3, Pour quoi militer ?

La formation est un apprentissage socialisé, autrement dit des connaissances et des compétences que la société dit être bien, la morale apprenante. C’est ce que Thomas Khun appelle le paradigme dominant, la fenêtre d’Overtone ouvre le débat entendable dans le modèle existant. Aujourd’hui, un nouveau monde émerge, le numérique est un accélérateur de transformation, on quitte un paradigme que l’on connaît pour en penser un qui n’existe pas encore. C’est la raison pour laquelle la dernière saison des 100 livres de la formation est sur « les Techniciens ». Et à la manière de Thomas More, d’envisager la prochaine utopie. Deux singularités proposent deux scénarios différents, mais une même date 2045, celle de Joël de Rosnay et celle de Ray Kurzweil. Le livre permet la projection et donc de faire de la formation un domaine stratégique.
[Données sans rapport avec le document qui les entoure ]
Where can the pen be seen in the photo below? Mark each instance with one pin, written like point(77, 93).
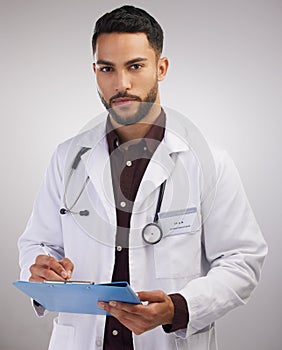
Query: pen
point(45, 249)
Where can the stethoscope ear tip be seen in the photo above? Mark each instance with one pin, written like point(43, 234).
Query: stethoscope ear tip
point(63, 211)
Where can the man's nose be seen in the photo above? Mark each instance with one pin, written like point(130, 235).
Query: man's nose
point(123, 82)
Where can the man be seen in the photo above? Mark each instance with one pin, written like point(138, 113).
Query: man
point(142, 164)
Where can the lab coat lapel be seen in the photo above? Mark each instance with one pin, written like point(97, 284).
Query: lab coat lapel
point(98, 168)
point(159, 169)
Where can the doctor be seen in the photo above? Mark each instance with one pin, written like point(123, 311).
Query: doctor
point(142, 164)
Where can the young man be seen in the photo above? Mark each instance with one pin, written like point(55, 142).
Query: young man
point(141, 165)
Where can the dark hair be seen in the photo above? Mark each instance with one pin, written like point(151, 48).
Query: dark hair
point(130, 19)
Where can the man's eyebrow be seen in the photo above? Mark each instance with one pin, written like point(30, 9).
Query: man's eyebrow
point(104, 62)
point(135, 60)
point(111, 64)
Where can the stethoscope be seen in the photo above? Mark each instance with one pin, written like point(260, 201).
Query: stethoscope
point(151, 233)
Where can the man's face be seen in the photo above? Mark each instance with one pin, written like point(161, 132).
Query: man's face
point(127, 72)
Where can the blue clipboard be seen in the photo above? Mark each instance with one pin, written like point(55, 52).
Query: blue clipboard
point(75, 296)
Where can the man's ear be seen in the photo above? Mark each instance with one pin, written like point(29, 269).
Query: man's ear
point(162, 68)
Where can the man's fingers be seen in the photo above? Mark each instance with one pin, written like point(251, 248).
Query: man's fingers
point(47, 268)
point(68, 266)
point(155, 296)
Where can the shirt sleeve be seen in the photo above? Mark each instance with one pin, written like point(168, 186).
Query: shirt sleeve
point(181, 314)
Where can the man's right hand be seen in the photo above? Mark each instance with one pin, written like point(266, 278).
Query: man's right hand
point(48, 268)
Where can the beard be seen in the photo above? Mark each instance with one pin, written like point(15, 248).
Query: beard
point(143, 108)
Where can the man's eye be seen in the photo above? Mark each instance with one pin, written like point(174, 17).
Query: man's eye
point(135, 66)
point(106, 69)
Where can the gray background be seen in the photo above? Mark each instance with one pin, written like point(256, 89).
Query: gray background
point(225, 74)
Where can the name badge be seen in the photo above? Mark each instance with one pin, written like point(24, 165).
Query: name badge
point(178, 221)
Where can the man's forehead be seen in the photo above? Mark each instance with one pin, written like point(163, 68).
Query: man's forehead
point(124, 45)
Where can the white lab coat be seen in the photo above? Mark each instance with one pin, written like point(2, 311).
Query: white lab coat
point(215, 263)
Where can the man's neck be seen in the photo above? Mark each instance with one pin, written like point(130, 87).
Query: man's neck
point(131, 132)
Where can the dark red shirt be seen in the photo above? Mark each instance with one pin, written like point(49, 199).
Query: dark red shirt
point(128, 166)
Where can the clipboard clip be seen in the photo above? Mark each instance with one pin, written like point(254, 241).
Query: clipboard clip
point(68, 282)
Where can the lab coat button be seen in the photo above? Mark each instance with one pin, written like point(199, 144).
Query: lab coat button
point(99, 342)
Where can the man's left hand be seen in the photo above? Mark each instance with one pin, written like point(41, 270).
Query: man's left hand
point(159, 310)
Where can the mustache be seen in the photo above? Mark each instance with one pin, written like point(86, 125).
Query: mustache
point(122, 95)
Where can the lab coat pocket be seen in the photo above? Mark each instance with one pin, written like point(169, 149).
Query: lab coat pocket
point(202, 340)
point(178, 254)
point(62, 336)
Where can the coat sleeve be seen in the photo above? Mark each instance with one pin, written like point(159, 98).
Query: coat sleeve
point(233, 247)
point(44, 224)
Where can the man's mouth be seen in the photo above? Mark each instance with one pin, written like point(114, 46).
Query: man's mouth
point(122, 101)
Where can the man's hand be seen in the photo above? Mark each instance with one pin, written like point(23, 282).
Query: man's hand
point(142, 318)
point(48, 268)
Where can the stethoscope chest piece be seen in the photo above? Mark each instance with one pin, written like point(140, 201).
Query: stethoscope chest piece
point(152, 233)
« Les prévisions sont difficiles, surtout lorsqu’elles concernent l’avenir » (Pierre Dac). Quand on ne sait pas où l’on va, il reste à militer pour le monde que l’on aimerait voir faire société, si l’on reprend le 19ème siècle de Saint Simon, celui qui fait progrès social. Nous avons la chance d’être dans une parenthèse sociale où tout devient alors possible pour celui qui comprend les opportunités du monde. « Que cent fleurs s’épanouissent, que cent écoles rivalisent » (Mao Tsé dong). La connaissance se décloisonne pour tout réinterroger soit au sein d’une déconstruction soit au sein d’une analyse systémique que ce soit la technique, les neurosciences, la sociologie… la formation se cherche, moment délicieux où tous les signaux faibles peuvent s’imposer comme dominant.

Quelle sera la place de la machine dans l’apprentissage de l’homme ? L’intelligence artificielle qui à l’origine interrogeait la machine pour savoir si elle pouvait égaler l’homme, s’interroge aujourd’hui sur le fait de savoir si l’homme sera encore à la hauteur. Mais de quel homme parle-t-on ? L’homme si raisonnable qu’il devient un homme-machine (La Mettrie), l’homme dans sa poésie (Edouard Glissant) qui réinvente la raison sensible, l’homme émotionnel, l’homme contemplatif. Edgar Morin disait que « les théories ne sont que des constructions de l’esprit » encore faut-il les connaître en tenant compte de la sociologie du moment, sans prise de tête. « La société des individus » (Norbert Elias) appelle « L’homo eroticus » (Michel Maffesoli), érotiser la formation pour lui donner un sens social.

« Les 100 livres de la formation » est une cartographie de l’existant pour permettre au lecteur de tracer son propre chemin. « La carte n’est pas le territoire » (Michel Houellebecq) mais bien utile pour construire sa voie. Avoir choisi moins de 400 mots par auteur est une façon de sortir de l’herméneutique de la formation pour permettre à chacun de devenir acteur de ses apprentissages. Dans la controverse entre Guy Debord et Jean Baudrillard, Jean Baudrillard pourrait faire sienne la citation de William Shakespeare « La vie est un spectacle, autant faire sa propre mise en scène ». Aujourd’hui chacun est réalisateur de son propre professional branding soit avec un storytelling, soit un storymaking. Cet ouvrage est une invitation pour nourrir votre marque personnelle en l’alimentant des aphorismes, grains fins, mais aussi des questions de fond pour donner du sens, de l’éthique à votre démarche. Notre seule ambition, qui n’est pas des moindres, est qu’ « il est grand temps de rallumer les étoiles » (Guillaume Apollinaire). Bonne lecture.